Оценить:
 Рейтинг: 0

Тень стрелы

Год написания книги
2008
<< 1 ... 8 9 10 11 12 13 14 >>
На страницу:
12 из 14
Настройки чтения
Размер шрифта
Высота строк
Поля

Женщины, переглянувшись, охорошившись, обрадованно приняли его предложение. Снег морковкой хрустел под ногами, они шли, на ходу быстро переговариваясь, весело смеясь. Вот и вывеска – надпись по-русски, аляповато позолоченными, пьяно-кривыми буквами:

РЕСТОРАЦIЯ

Отряхнув снег с шуб, они вошли внутрь. Улыбчивый, подобострастно кланяющийся лакей, благообразного вида старичок в зеленой, расшитой золотом ливрее, принял у них верхнюю одежду.

– Сюда пожалуйте, господа хорошие.

В Машку стрельнул глазами из-под белых, как полынные кусты, бровей, – будто бы знал ее, припомнил.

Ого, и впрямь русский ресторанчик. Русская речь, русская музыка тихо доносится из зала – нежные переборы балалайки, «Ямщик, не гони лошадей»… Катя, поправляя волосы, небрежно спросила мужа:

– Ты знаешь хозяина? Ты часто здесь бываешь?..

Машка так и вспыхнула под своей дешевой сетчатой вуалькой. Ну не будет же он рассказывать Катерине, что именно в этой «РЕСТОРАЦIИ» он и подцепил Машку, наглую, развязную шансонетку, певшую здесь то блатной одесский, то таборный цыганский, то слезно-салонный репертуар. Машка нахально села тогда к нему на колени, попросила: «Угостите китайским мандаринчиком, дядечка!..» Он стал щупать ее пухлое, расплывшееся тело сквозь оборки юбки. Никто не узнавал в нем здесь, в прокуренном ресторанишке, атамана Азиатской дивизии, наводившего страх на всю Сибирь. Шансонетка прижалась к нему колыхающейся в вырезе платья сдобной грудью: «Возьми меня с собой, красавчик, возьми, казак, не пожалеешь…» Катя была далеко. День такой тогда был. И жизнь была одна.

– Часто. Здесь хорошо. Напоминает, – у него внезапно перехватило горло, – Россию… Москву… «Яр», «Стрельну»…

Они сели за стол. Клубы сизого табачного дыма вились под потолком небольшого зальчика, народ курил здесь безбожно. На столах стояли массивные малахитовые, нефритовые пепельницы с рельефами, изображающими сплетенные в любви мужские и женские тела. Раскосый мальчик-официант, с белым полотенцем, перекинутым через запястье, вежливо склонился перед ними. Сначала пролопотал нечто по-монгольски, потом замяукал по-китайски, потом нежно пропел по-русски:

– Сьто зелаете, каспада? Есь холоси отвалная лыба, уха, есь икла, есь блинсики с иклой, есь ласстегай…

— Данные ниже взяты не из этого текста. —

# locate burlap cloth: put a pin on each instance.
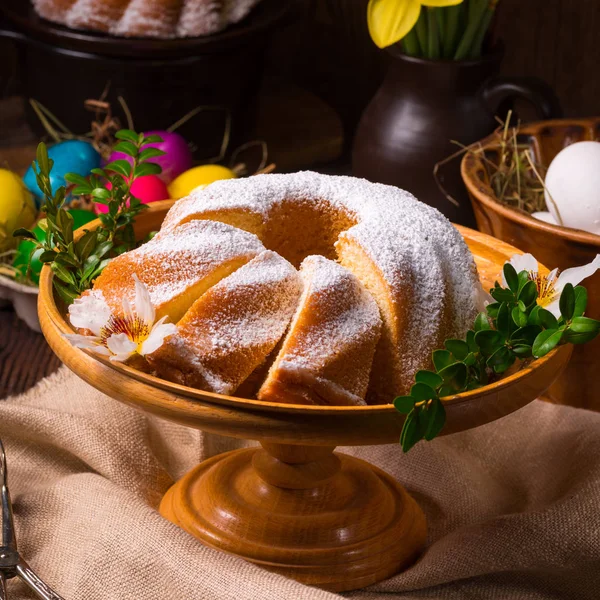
(513, 507)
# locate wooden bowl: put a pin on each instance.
(294, 506)
(552, 245)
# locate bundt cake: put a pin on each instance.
(385, 280)
(327, 355)
(231, 329)
(177, 269)
(411, 259)
(146, 18)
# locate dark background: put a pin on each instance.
(327, 50)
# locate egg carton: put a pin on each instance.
(23, 298)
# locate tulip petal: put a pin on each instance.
(143, 305)
(89, 311)
(576, 275)
(441, 2)
(390, 20)
(157, 336)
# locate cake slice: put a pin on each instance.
(230, 330)
(327, 355)
(179, 267)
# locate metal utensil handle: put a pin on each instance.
(3, 592)
(42, 589)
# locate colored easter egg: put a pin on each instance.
(70, 156)
(148, 188)
(17, 208)
(26, 248)
(198, 177)
(177, 157)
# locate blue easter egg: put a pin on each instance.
(70, 156)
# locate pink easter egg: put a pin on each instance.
(148, 188)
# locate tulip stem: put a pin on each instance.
(434, 35)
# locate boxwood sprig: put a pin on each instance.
(77, 264)
(513, 328)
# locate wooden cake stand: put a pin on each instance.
(292, 505)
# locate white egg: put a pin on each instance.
(544, 216)
(573, 184)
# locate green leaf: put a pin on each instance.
(404, 404)
(489, 340)
(547, 319)
(128, 135)
(502, 295)
(121, 166)
(458, 348)
(455, 376)
(422, 392)
(62, 273)
(511, 277)
(471, 341)
(501, 360)
(567, 302)
(47, 257)
(519, 317)
(433, 380)
(437, 420)
(148, 153)
(528, 293)
(441, 359)
(152, 139)
(126, 147)
(147, 169)
(522, 350)
(526, 334)
(580, 301)
(546, 341)
(578, 338)
(503, 320)
(481, 323)
(584, 325)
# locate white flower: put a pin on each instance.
(119, 337)
(551, 286)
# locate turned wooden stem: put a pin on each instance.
(296, 467)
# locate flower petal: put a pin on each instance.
(576, 275)
(120, 346)
(143, 304)
(89, 311)
(441, 2)
(524, 262)
(87, 342)
(390, 20)
(157, 336)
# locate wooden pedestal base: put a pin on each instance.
(322, 518)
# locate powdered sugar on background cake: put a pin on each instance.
(147, 18)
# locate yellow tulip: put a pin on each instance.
(390, 20)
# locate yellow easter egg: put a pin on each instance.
(17, 208)
(198, 177)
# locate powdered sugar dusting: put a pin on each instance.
(147, 18)
(415, 246)
(230, 330)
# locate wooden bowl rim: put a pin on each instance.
(483, 193)
(47, 302)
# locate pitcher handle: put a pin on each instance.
(500, 90)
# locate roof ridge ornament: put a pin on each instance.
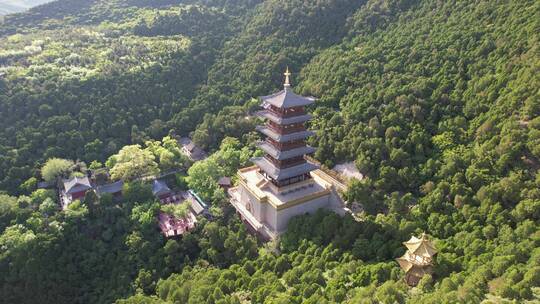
(287, 80)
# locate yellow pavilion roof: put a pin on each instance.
(421, 246)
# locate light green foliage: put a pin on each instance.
(203, 175)
(177, 210)
(436, 102)
(167, 153)
(132, 162)
(56, 167)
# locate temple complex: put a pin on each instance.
(418, 260)
(283, 184)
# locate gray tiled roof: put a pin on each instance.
(110, 188)
(285, 137)
(196, 206)
(281, 174)
(287, 99)
(281, 155)
(160, 187)
(284, 121)
(77, 184)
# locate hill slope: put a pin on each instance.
(437, 103)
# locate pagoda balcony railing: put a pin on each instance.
(286, 130)
(290, 112)
(286, 163)
(288, 145)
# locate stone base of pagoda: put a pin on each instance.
(268, 209)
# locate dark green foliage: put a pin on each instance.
(436, 102)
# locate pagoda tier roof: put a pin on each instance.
(284, 137)
(421, 246)
(281, 155)
(284, 120)
(77, 184)
(281, 174)
(287, 99)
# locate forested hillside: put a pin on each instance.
(436, 102)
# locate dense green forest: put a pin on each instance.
(436, 102)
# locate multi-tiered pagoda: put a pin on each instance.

– Блинчики тащи! Три порции.

– Сьто балин пить будет и балысни? Для балысни мозет быть сладкий вино, для каспадин…

– Для «каспадин» водку тащи, разумеется, – сердито оборвал его Семенов. – Барышни, вы будете пить мадеру? Тащи и мадеру. Там разберемся.

– Есь ессе, есьли каспадин зелает, коняк, сакэ, сладкий медовуха…

– Я сказал – мадеру! Знаю, как у вас готовят медовуху! Из-за стола не встанешь…

Официант-китаец унесся на кухню со всех ног. Невидимый балалаешник перестал тренькать «Ямщика». На маленькую сцену вышла певичка. Машка так и впилась в нее глазами.

– А, Иринка, стерва… Мое место тепленькое сразу же заняла… Изгаляется тут сейчас, сопля… А петь-то, Федура, не умеет, не поет, а скрипит… Глотку-то хоть коньяком смажь, ты, профурсетка… – забормотала Машка, не сводя глаз с певички. Семенов насмешливо наблюдал за ней.

– Что, Маша, тряхнуть стариной захотелось? Валяй, тряхни. – Семенов кивнул на сцену. – Вот допоет, и ты ступай… Ступай, ступай! Пока блюд ожидаем… споешь что-нибудь хорошее… и Катя тебя послушает…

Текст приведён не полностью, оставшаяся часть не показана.